Add pundits, pollsters, and the press to the list of losers in the New Hampshire primary.
They weren’t on the ballot. They didn’t vote. And they didn’t get it right.
For the Democrats, Sen. Barack Obama, fresh from victory in Iowa, was supposed to cruise into a double digit win in the Granite State. Sen. Hillary Clinton, at least if anyone believed the media, was going to be flattened by the Obama steamroller that was chugging to dominate all primaries.
In the Republican primary, Mike Huckabee, who won the Iowa caucus, wasn’t expected to be at the front of the pack, but he and Mitt Romney were going to go head-to-head. Sen. John McCain, according to most of the media, would go down in flames, forced to give up what he hoped was a comeback.
The voters thought different, giving Clinton and McCain “surprising” wins. At least it was “surprising,” according to the media, which over and over proclaimed their wins as “surprising,” a desperate effort to give a plausible reason for having been wrong.
The TV media, with journalists an almost extinct minority among what passes as their news staffs, think the best way to cover the primaries is to display 15 seconds of a candidate’s visit to a doughnut shop, and then shove in another 45 seconds of public comments about the candidate who said the same thing at 10 different stops that day. Print media reporters spend as much as three minutes with a potential voter, condensing the comments to fewer than 20 words. For variety, the reporters quote not only each other but also the pride of pollsters who hover like trash-dump flies around political campaigns and the media circus.
Smugly, the corporate mainstream media believe they are telling the people what they need to know to defend and preserve democracy — and the millions in advertising revenue. When not watching, eating, or sleeping with the candidates, the media horde eruditely fill air time and newspaper and magazine columns with predictions and mindless discussion, trivializing the race to discuss one candidate’s hair, another candidate’s choice of pantsuits. They make it seem that without hourly ratings and political predictions, American democracy would fall to the terrorists. However, the media’s analyses and predictions may be about as good as those of local weather forecasters and sportswriters.
In her victory speech, Sen.

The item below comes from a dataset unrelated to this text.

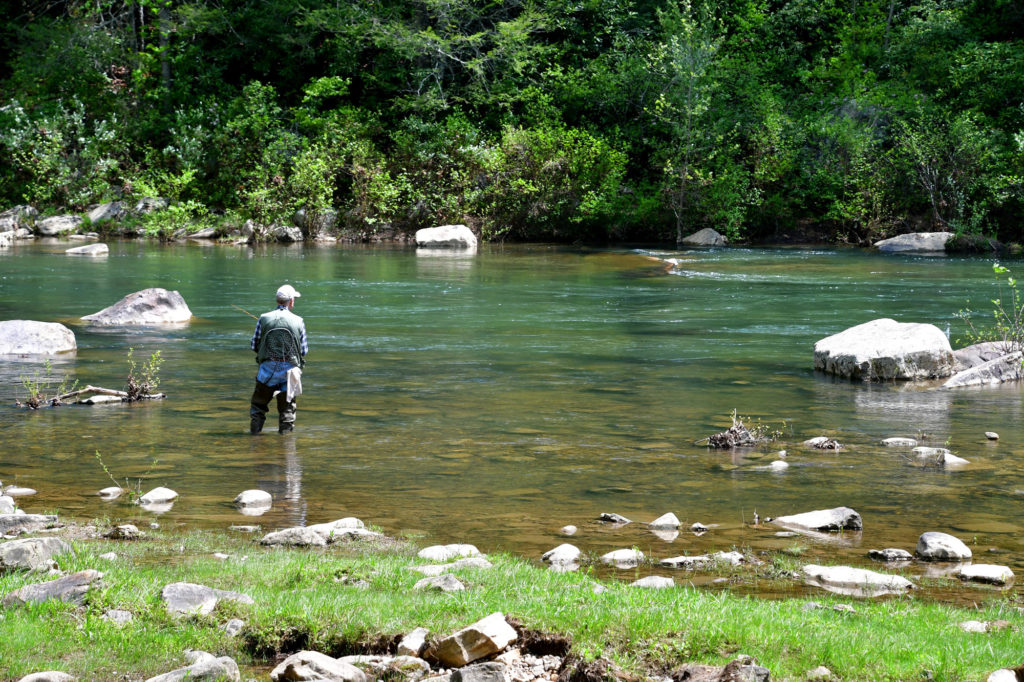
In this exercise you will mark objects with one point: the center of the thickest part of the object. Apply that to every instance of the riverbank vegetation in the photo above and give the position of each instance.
(594, 121)
(357, 597)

Clinton said she listened to the people of New Hampshire and found her voice. Maybe the media need to spend less time with the candidates and more time with the people, and just listen to them, to try to understand them, their needs and problems, rather than see every carbon molecule as a potential seven-second sound bite or indistinguishable statistic. Perhaps, then, we might accept the media as having some credibility.